I believe that as adults we quickly lose focus. We spend so much time worrying about our circumstances (our surroundings-our habitat so to speak) that we lose sight of the one who is in charge. Rather than focusing on the here and now (the excitement of being at the Zoo for example) we spend our time making ‘to do’ lists in our head, pondering and worrying over everything under the sun. This means many times we miss out on the little blessings that the Father puts before us. For the students we saw at the Zoo they weren’t focused on the crowds, the hot weather, or the bugs…they were completely content to watch the animals with their friends.

How often do we forget to slow down- to stop and smell the roses so to speak? Have we as adults become so consumed with the negative of life that we have lost our childlike faith and trust? So as I return to the chaos of life my hope and prayer is that I will remember my trip to the Zoo and the lessons that were brought to the forefront from a group of excited little children. For He said…. “Let the little children come unto me…”

Saturday, March 1, 2014

Control and Change

Written on February 28, 2014

Have you ever had a timeline? A schedule of when you thought certain things should happen? Well I feel like I have had both of these running in my mind my whole life. When would I go to China? When would I get married? When would I have kids? In my mind I had everything figured out, but I had left something out of the picture- something very important.

I had left God out of all my ‘planning’ and ‘scheduling’. I was doing everything backwards. After all He knew me inside and out, He knew my past, present, and future. Not only that He knows my fears and dreams and ultimately what is best for me. Why haven’t I put Him first before planning my whole life out?
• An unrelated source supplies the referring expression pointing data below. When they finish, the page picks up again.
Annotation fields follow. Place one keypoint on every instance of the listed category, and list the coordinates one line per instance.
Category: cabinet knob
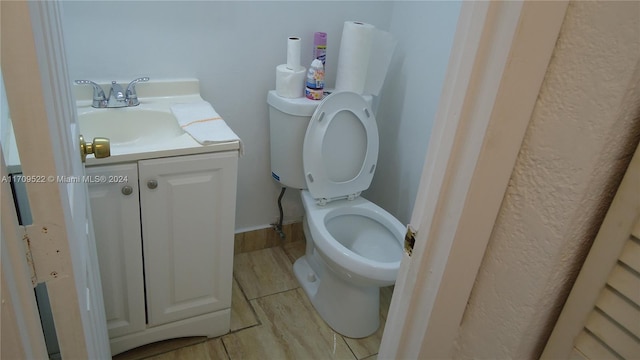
(127, 190)
(152, 184)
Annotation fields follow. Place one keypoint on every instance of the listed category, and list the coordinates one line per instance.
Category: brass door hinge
(409, 240)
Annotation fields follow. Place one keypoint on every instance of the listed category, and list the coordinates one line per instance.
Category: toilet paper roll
(293, 53)
(364, 57)
(290, 83)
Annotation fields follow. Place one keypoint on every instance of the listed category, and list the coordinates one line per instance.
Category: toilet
(329, 151)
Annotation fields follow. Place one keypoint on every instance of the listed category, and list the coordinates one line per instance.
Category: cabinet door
(188, 214)
(116, 221)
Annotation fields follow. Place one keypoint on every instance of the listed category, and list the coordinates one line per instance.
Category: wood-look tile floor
(271, 318)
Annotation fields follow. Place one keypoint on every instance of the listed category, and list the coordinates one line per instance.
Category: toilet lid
(340, 147)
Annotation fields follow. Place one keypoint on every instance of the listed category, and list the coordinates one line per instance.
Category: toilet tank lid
(300, 106)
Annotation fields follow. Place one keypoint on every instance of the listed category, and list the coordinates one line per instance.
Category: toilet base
(348, 309)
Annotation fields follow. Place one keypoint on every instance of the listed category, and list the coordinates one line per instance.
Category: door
(475, 141)
(187, 207)
(43, 116)
(115, 208)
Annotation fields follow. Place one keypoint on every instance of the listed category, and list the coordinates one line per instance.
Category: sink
(129, 126)
(146, 131)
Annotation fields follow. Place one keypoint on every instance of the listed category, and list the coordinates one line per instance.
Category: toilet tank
(288, 121)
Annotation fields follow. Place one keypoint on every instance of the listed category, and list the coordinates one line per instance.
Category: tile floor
(271, 318)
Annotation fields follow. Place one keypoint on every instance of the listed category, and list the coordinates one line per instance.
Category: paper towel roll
(353, 58)
(364, 58)
(293, 53)
(290, 83)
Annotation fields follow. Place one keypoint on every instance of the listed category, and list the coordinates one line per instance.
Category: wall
(582, 134)
(234, 47)
(409, 101)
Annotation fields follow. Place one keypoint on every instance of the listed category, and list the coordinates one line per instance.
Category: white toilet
(354, 247)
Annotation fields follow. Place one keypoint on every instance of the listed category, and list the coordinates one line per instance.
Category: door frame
(39, 94)
(498, 62)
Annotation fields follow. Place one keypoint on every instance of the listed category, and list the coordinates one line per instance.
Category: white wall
(233, 48)
(582, 134)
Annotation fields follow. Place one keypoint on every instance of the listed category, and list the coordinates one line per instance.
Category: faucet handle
(99, 100)
(132, 97)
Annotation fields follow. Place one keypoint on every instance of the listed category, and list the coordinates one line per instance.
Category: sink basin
(129, 126)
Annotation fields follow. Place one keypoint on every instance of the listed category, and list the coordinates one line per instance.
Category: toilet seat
(340, 148)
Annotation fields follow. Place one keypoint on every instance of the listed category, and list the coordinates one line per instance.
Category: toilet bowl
(354, 247)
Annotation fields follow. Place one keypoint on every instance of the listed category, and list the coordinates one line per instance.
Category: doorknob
(100, 148)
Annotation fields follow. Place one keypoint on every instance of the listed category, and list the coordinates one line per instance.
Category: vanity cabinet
(165, 246)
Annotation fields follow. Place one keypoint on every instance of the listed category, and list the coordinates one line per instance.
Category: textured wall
(233, 47)
(580, 138)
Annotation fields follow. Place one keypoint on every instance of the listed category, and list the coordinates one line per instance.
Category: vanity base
(209, 325)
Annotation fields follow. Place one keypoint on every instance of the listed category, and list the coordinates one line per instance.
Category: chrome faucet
(117, 96)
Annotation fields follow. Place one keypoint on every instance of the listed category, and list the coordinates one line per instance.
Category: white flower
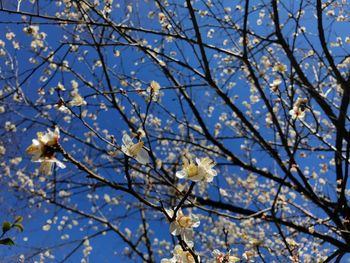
(183, 226)
(275, 85)
(298, 110)
(180, 256)
(220, 257)
(201, 171)
(135, 150)
(77, 100)
(43, 150)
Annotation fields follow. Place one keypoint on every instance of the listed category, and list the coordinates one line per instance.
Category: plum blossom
(202, 170)
(298, 110)
(135, 150)
(220, 257)
(183, 226)
(154, 90)
(180, 256)
(43, 150)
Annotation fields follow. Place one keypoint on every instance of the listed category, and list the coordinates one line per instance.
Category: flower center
(136, 148)
(185, 221)
(192, 170)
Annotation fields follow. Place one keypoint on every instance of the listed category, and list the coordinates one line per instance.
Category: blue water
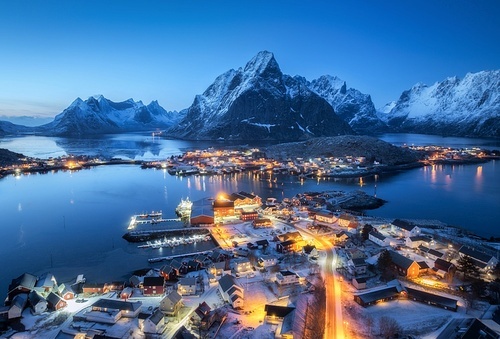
(72, 222)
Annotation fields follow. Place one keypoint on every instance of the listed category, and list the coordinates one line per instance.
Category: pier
(143, 219)
(172, 242)
(170, 257)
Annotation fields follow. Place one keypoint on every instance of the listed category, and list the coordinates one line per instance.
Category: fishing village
(237, 266)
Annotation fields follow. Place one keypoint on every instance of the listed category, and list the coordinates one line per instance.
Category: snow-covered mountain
(351, 105)
(467, 107)
(8, 128)
(98, 115)
(259, 102)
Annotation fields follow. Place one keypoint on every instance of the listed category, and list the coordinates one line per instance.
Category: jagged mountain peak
(259, 102)
(98, 115)
(263, 64)
(467, 107)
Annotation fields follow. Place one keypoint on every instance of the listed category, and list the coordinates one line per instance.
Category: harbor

Why do I not trust Him and relinquish control of all the thoughts I have swirling around in my head?

Two words- control and change…

I want to be in control of what happens in my life- so I plan, I organize -not always a bad thing, but at the same time it is easy to go overboard in this area. I have been told by multiple people on a variety of occasions that I just need to relax; to chill, not always easy to do with a never ending list running in my head.

Change- although since living in China I have found myself a bit more flexible than my old self I still find it extremely difficult to accept and embrace change- especially when there isn’t time to process through change that is taking place. For example in the past year I have moved to a new apartment, have a new roommate- my husband, moved to a new school building, had a new teaching intern, stepped down as elementary principal- just to name a few. Although many of these changes are good in and of themselves they still come with their share of challenges as well as periods of transition.

So I cling tightly to what I can grab on to and at times wade through the chaos of daily life.

I don’t think I will ever be able to fully step away from my ‘planning’ nature- in many ways this is what makes me who I am- who doesn’t enjoy a well- planned out event?

At the same time I would like to get past the point where I can truly say ‘Thy Kingdom come, Thy Will be done’ and be okay with sitting back and letting God do His thing. After all can’t I trust Him?

Looking back at my life there were so many things I had planned out in my head that didn’t pan out how I thought they should. Does this mean He didn’t care or that what I wanted was thrown to the wayside? No, I still made it to China, I still got married… just not on my time table… does this mean that He will always give us the things on our timeline- not necessarily, but in the end I know in my heart of hearts we serve a God who loves us. He knows exactly what we need and when we need it. He doesn’t make mistakes, there are no accidents. Many times I think He is just waiting for us to surrender control.